TWN (Ternary Weight Networks)

The authors introduced ternary weight networks (TWNs) to address the limited storage and computational resources issues in hardware. The quantization problem can be formulated as follows:
$$
\begin{cases}
\alpha^*, W^{t*} = &\arg\min_{\alpha, W^t} J(\alpha, W^t) = |W-\alpha W^t|_2^2 \\
s.t. & a\ge0, W_i^t\in{-1,0,1}, i=1,2,\dots, n.
\end{cases} \tag{1}
$$
Here $n$ is the size of filter, $W$ represents weights of the network. With $W\approx \alpha W^t$ and assuming the convolutional layer do not have bias term, forward propagation of ternary weight networks is as follows:
$$
\begin{cases}
Z & = &X*W \approx X*(\alpha W^t) = (\alpha X)\oplus W^t \\
X^{next} & = & g(Z)
\end{cases} \tag{2}
$$
where $X$ indicates inputs, $*$ indicates convolutional operation, $g$ is the non-linear activation function, $\oplus$ indicates the inner product or convolutional operation without any multiplication, $X^{next}$ indicates the outputs.

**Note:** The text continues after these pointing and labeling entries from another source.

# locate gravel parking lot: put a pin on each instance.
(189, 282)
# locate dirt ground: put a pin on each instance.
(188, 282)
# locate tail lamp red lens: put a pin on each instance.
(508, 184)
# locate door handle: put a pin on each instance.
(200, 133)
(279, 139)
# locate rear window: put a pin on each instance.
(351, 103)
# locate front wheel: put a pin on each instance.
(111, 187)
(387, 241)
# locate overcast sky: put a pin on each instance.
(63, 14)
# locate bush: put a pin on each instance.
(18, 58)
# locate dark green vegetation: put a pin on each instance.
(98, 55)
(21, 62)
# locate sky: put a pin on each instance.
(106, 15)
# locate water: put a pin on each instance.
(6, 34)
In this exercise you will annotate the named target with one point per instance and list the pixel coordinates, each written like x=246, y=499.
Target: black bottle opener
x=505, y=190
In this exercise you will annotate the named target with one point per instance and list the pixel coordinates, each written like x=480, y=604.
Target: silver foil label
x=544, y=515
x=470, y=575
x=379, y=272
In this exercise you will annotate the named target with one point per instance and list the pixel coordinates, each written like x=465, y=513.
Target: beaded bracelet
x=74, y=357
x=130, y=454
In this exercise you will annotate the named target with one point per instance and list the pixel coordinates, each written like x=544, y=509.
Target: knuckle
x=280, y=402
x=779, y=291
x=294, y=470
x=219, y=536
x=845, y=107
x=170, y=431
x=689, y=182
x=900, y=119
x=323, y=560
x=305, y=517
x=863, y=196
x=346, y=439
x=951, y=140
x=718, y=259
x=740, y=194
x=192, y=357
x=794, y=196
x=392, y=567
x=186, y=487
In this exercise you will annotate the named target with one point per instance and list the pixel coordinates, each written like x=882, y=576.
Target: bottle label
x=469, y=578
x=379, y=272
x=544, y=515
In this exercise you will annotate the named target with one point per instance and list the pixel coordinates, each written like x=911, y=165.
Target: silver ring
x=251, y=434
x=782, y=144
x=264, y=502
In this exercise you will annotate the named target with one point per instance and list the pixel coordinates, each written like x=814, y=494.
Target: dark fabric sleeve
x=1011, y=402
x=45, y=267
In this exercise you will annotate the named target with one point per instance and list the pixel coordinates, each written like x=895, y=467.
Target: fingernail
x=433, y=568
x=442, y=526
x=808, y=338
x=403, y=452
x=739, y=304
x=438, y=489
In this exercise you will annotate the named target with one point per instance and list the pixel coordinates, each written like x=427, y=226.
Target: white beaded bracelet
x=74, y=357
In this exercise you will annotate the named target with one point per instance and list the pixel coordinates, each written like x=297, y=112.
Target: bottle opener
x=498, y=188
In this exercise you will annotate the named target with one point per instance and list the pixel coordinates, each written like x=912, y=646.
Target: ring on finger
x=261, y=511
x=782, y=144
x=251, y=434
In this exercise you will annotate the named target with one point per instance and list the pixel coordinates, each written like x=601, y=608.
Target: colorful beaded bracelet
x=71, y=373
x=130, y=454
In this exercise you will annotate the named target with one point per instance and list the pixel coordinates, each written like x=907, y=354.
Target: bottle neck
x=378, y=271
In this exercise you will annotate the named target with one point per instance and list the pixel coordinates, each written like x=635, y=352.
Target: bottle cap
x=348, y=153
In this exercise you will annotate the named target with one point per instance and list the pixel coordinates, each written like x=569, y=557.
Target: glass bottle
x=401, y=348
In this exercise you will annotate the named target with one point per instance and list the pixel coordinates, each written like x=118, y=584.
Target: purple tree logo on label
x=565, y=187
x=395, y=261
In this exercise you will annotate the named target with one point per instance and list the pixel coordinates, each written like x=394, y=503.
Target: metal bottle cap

The approximated solution of $W$ with threshold-based ternary function is as follows:
$$
W_i^t = f_t(W_i|\triangle) =
\begin{cases}
+1, ifW_i \gt \triangle \\
0, if|W_i| \le \triangle \\
-1, ifW_i \lt -\triangle
\end{cases} \tag{3}
$$
The optimized objective function can be written as:
$$
\alpha^*, \triangle^* = \arg\min_{\alpha\ge0, \triangle\gt 0}(|I_\triangle|\alpha^2-2(\sum_{i\in I_\triangle}|W_i|)\alpha+c_\triangle) \tag{4}
$$
where $I_\triangle = {i||W|\gt\triangle}$ and $|I_\triangle|$ denotes the number of elements in $I_\triangle$; $c_\triangle = \sum_{i\in I_\triangle^c}W_i^2$ is a $\alpha$-independent constant. Thus the optimal solutions of the objective function can be computed as follows:
$$
\alpha_\triangle^* = \frac{1}{|I_\triangle|}\sum_{i\in I_\triangle}|W_i| \\
\triangle^* = \arg\max_{\triangle\gt 0}(\sum_{i\in I_\triangle}|W_i|^2) \tag{5}
$$
Here solution of $\triangle$ is approximated by $\triangle^*\approx0.7\cdot E(|W|) \approx \frac{0.7}{n}\sum_{i=1}^n|W_i|$.

Training Methods

The training of ternary weight networks can be summarized to three steps: quantization, training and updating. Quantization phase is to quantize the weights of convolutional layers using Equation (5), then apply standard forward and backward propagation to the network, and update parameters using standard SGD. Source code is available on GitHub.

Important Tips

$\alpha$ is used as the scaling factor for input $X$ not for weights $W$
gradient is computed using $W^t$
quantized weights are used during forward and backward but not during parameters update, so $W_l^r \gets W_l^r - \eta \frac{\partial C}{\partial W_l^t} $
first compute $\triangle$ then compute mask, finally compute $\alpha$
$\triangle$ is computed with all $|W^r|$ while $\alpha$ is computed only with those $|W^r|>\triangle$
apply weight-decay would lead results worse
this blog is useful for implementation

Experimental Results

Three data sets are used in this paper, including MNIST, CIFAR-10, ImageNet. To different data sets, the authors conducted experiments using LeNet-5 (32-C5 + MP2 + 64-C5 + MP2 + 512FC + SVM), VGG-inspired network (2$\times$(128-C3) + MP2 + 2$\times$(256-C3) + MP2 + 2$\times$(512-C3) + MP2 + 1024-FC + Softmax), ResNet-18, respectively. Network architecture and parameters setting for different data sets are shown as follows:

	MNIST	CIFAR-10	ImageNet
network architecture	LeNet-5	VGG-7	ResNet-18 (B)
weight decay	1e-4	1e-4	1e-4
mini-batch size of BN	50	100	64($\times$4 GPUs)
initial learning rate	0.01	0.1	0.1
learning rate decay (divided by 10) epochs	15, 25	80, 120	30, 40, 50
momentum	0.9	0.9	0.9

Comparison of the proposed method and the previous methods are shown as follows:

Method	MINIST	CIFAR-10	ImageNet Top1 (ResNet-18 / ResNet-18B)	ImageNet Top5 (ResNet-18 / ResNet-18B)
TWN	99.35	92.56	61.8 / 65.3	84.2 / 86.2
BPWN	99.05	90.18	57.5 / 61.6	81.2 / 83.9
FPWN (full precision)	99.41	92.88	65.4 / 67.6	86.76 / 88.0
Binary Connect	98.82	91.73	-	-
Binarized Neural Networks	88.6	89.85	-	-
Binary Weight Networks	-	-	60.8	83.0
XNOR-Net	-	-	51.2	73.2